Красавин хихикнул. Прозвище Борменталь или иногда Борман носил главный врач медсанчасти УВД Василий Тимофеевич Бородкин.
— Борменталь мне нашептал, что Колькину карточку с месяц назад запросили в облздравотделе и до сих пор не вернули. А когда он позвонил, ему сказали завести дубликат, мол, изъяли карточку на проверку. Наш Борменталь не лыком шит, начал по ушам ездить, и ему в конце концов признались, что забрали карточку «рыцари плаща и кинжала». А зачем, не сказали. Вот так.
Воронцов снова сел в кресло, развернулся к собеседнику.
— Знаешь, не нравится мне всё это. Чую, что здесь что-то не то. Что неспроста «старший брат» зашевелился… Что-то здесь есть…
— А мы тут причём? — удивился Красавин. — Как бы не вляпаться…
— Если б я знал, — хмыкнул Воронцов. — Но вся эта возня не просто так.
— Может, политика? — предложил Красавин.
— Вряд ли, — покачал головой Воронцов. — Иваныч, я тебя вот зачем позвал… У тебя ведь есть толковый опер по розыску. Веня Шишкин. Поставь ему задачу, пусть посмотрит, а?
— Что посмотрит? — удивился Красавин.
Воронцов достал из кармана кителя сложенный тетрадный лист.
— Вот. Захар Петрович мне написал всех детишек с адресами, которые болели, болели, да выздоровели.
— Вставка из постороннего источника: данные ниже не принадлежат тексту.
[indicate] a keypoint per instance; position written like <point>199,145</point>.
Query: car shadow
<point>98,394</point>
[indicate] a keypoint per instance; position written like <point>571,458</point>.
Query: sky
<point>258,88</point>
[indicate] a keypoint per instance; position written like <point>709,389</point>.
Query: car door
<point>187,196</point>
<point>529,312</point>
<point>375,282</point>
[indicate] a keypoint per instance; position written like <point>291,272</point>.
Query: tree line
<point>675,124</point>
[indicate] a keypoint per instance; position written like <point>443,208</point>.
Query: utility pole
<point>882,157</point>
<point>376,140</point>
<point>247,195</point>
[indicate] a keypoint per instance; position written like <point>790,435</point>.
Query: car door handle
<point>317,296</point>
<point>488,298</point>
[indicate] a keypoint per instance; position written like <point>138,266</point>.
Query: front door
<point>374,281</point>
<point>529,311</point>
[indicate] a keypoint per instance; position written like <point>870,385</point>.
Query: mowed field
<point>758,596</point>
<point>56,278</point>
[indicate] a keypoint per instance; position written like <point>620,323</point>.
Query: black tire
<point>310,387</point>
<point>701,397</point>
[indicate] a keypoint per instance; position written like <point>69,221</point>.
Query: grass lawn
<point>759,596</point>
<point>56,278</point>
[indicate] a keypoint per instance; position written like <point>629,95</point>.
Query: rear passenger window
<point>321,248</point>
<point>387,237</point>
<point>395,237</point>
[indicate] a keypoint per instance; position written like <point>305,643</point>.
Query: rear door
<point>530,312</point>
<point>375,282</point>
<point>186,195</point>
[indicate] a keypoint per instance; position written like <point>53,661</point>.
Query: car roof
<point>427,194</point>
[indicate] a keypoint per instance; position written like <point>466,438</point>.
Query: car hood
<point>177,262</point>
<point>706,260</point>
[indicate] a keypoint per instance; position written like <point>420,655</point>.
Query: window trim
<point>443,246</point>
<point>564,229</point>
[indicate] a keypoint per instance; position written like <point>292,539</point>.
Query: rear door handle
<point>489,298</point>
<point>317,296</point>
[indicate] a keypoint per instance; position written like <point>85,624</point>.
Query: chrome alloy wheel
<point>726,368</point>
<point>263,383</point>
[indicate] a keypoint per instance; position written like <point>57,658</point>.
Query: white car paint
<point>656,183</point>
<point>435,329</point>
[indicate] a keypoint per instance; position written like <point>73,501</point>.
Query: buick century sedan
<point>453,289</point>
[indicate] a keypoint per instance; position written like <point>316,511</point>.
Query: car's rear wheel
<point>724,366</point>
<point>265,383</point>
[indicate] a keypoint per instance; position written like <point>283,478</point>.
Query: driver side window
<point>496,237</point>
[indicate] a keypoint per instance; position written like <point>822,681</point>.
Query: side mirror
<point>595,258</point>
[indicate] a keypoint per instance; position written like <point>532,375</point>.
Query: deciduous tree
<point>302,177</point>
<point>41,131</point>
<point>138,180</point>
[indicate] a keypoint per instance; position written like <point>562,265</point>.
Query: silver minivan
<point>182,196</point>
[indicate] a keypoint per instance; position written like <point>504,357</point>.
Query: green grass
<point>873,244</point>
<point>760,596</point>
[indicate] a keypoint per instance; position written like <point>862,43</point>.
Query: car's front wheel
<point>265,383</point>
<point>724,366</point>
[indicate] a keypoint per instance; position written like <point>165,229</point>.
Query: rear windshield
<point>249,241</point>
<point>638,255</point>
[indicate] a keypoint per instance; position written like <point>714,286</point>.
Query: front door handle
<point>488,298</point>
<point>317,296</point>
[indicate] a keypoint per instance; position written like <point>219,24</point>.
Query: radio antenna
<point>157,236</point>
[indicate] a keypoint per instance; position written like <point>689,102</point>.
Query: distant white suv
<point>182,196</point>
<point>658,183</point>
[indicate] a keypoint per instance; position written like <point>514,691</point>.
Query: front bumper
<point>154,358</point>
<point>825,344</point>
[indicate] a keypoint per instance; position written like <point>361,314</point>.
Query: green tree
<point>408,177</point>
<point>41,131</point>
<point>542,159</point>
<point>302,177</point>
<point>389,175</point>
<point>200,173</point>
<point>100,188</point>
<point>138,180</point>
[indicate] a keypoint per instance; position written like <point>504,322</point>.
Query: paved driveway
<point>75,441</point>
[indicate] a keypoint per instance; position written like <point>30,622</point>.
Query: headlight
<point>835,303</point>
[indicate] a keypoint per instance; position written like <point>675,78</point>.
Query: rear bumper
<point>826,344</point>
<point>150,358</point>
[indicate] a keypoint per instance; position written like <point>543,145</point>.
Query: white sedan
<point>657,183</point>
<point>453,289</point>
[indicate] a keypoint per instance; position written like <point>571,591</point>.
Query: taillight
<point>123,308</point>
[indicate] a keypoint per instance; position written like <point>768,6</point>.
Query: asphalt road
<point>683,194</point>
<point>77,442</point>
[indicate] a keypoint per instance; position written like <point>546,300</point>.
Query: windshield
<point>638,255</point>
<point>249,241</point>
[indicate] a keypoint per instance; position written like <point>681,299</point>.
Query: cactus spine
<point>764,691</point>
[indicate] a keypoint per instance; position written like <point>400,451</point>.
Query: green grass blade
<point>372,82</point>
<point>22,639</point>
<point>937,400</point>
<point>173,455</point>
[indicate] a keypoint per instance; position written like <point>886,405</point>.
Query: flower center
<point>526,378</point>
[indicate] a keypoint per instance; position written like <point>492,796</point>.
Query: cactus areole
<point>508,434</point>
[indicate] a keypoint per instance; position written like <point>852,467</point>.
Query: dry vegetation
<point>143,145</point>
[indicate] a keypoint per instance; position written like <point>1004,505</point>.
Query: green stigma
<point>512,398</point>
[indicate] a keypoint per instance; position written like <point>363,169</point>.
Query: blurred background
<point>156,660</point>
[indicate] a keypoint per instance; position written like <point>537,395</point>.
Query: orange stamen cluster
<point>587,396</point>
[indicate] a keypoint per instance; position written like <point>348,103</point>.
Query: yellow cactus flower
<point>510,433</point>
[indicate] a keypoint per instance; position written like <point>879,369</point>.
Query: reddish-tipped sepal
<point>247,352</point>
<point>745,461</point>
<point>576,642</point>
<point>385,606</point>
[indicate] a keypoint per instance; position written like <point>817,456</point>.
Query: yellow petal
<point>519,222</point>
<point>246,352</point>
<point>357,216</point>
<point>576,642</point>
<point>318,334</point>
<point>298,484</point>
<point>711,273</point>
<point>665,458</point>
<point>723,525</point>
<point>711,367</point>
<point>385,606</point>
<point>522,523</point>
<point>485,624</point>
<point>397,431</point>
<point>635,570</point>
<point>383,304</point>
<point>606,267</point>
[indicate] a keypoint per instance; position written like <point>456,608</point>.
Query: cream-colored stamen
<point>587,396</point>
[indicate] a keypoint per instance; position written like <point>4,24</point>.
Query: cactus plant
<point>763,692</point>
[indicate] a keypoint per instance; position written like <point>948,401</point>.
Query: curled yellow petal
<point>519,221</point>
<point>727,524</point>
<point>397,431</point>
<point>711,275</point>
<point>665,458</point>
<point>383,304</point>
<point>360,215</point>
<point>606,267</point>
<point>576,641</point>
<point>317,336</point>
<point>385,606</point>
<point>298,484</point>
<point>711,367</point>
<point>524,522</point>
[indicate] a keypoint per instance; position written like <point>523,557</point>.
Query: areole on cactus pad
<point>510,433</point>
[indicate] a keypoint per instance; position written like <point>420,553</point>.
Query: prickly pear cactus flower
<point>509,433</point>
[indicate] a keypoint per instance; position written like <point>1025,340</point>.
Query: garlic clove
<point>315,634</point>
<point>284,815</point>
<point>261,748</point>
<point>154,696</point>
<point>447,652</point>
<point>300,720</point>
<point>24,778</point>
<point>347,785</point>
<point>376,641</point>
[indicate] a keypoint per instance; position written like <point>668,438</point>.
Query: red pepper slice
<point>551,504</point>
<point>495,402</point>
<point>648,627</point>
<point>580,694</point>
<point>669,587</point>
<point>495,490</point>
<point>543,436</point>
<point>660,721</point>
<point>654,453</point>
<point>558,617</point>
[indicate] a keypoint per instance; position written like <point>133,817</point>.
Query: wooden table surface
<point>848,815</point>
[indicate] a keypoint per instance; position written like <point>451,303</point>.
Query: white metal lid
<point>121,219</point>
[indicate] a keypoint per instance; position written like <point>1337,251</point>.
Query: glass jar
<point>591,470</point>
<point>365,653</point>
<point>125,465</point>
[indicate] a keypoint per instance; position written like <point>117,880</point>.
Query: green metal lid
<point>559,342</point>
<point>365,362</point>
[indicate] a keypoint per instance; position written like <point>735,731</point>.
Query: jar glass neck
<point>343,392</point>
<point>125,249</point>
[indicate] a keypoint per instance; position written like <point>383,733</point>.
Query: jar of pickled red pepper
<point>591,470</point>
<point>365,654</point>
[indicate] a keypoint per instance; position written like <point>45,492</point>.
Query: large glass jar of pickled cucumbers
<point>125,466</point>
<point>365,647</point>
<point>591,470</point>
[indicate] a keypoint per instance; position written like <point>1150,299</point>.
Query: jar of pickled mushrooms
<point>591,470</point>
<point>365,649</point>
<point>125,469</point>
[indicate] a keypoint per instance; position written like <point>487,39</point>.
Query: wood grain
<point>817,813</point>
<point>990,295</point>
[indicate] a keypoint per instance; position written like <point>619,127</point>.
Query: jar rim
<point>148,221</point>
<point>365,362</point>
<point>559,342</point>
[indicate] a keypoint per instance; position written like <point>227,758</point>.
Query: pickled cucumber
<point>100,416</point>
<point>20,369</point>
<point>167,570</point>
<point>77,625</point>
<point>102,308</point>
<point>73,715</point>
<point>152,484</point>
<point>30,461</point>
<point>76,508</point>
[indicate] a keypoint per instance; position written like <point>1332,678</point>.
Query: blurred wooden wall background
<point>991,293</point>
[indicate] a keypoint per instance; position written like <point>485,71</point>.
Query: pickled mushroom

Он протянул его Красавину.
— Пусть пошукает. Только лично. Без всяких там участковых. С соседями поговорит. Только не дай бог, засветится. Особенно перед чекистами в свете последних взаимоотношений.
Воронцов кивнул в сторону портрета министра внутренних дел Щелокова. Портрет министра висел слева от портрета генсека. Справа от генсека висели традиционные Ленин и Дзержинский. Кроме того, портрет Дзержинского, выполненный из разноцветных шлифованных кусочков древесины, продукт творчества местных «сидельцев», преподнесенный начальником ИТК, стоял на массивном засыпном сейфе в углу кабинета.
— Сам понимаешь, какие сейчас там, — он показал пальцем вверх, — отношения у наших руководов с «комитетом».
— Может, какие несуразности вылезут, может, ещё что… Ладно?
— Хорошо, — согласился Красавин. — А что это ты вдруг, Георгич, озадачился? Да и компетенция вроде как не наша, не убойного отдела — врачи, всё-таки.